Washington Times echoes anti-Muslim commentator in attack on Miss USA

Today the Washington Times is out with an editorial echoing the attacks of right-wing, anti-Muslim commentator Debbie Schlussel on Rima Fakih, the newly crowned Miss USA.

As Media Matters noted, Schlussel said Fakih's win was the result of the “politically correct, Islamo-pandering climate” in America and calling her a “Lebanese Muslim Hezbollah supporter with relatives who are top terrorists.”

Enter the Washington Times editorial:

Miss Fakih, who as Miss Michigan took the Miss USA crown last weekend, was born in southern Lebanon and, as commentator Debbie Schlussel has reported, has extensive family connections to Hezbollah. But that reportage has been overshadowed by the more politically correct “first Arab-American Miss USA” storyline, dovetailing as it does with President Obama's efforts to promote Islam at home and abroad.
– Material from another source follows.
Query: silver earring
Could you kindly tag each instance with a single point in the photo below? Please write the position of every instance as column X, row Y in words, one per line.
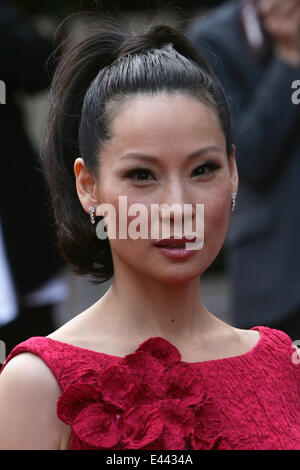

The first Arab-American to win the Miss USA crown was really Julie Hayek in 1983. However, Miss Hayek was a Lebanese Christian, and the notion of Christian Arabs is probably too complicated for the liberal media to bother explaining.

The Times goes further in its attacks, raising the notion that Fakih beat out Miss Oklahoma Morgan Elizabeth Woolard because Woolard had indicated her support for the controversial new Arizona Immigration law:

This year's victim was [Woolard], who was hit with a hot-button question regarding Arizona's new law against illegal immigrants. She said she was “a huge supporter of states' rights” and that the Arizona law was “perfectly fine.” Miss Woolard had been leading Miss Fakih by a wide margin through the swimsuit and evening gown portions of the competition, but - like Miss Prejean last year - the Okie finished as first runner-up.

The judges passed up the opportunity to ask Miss Fakih about her views on radical Islamic terrorism or whether Israel has a right to exist.

Of course, it mattered little to the Times that Woolard has rejected the idea that she lost to Fakih because of her answer, saying, “I don't believe that answer cost me the crown.”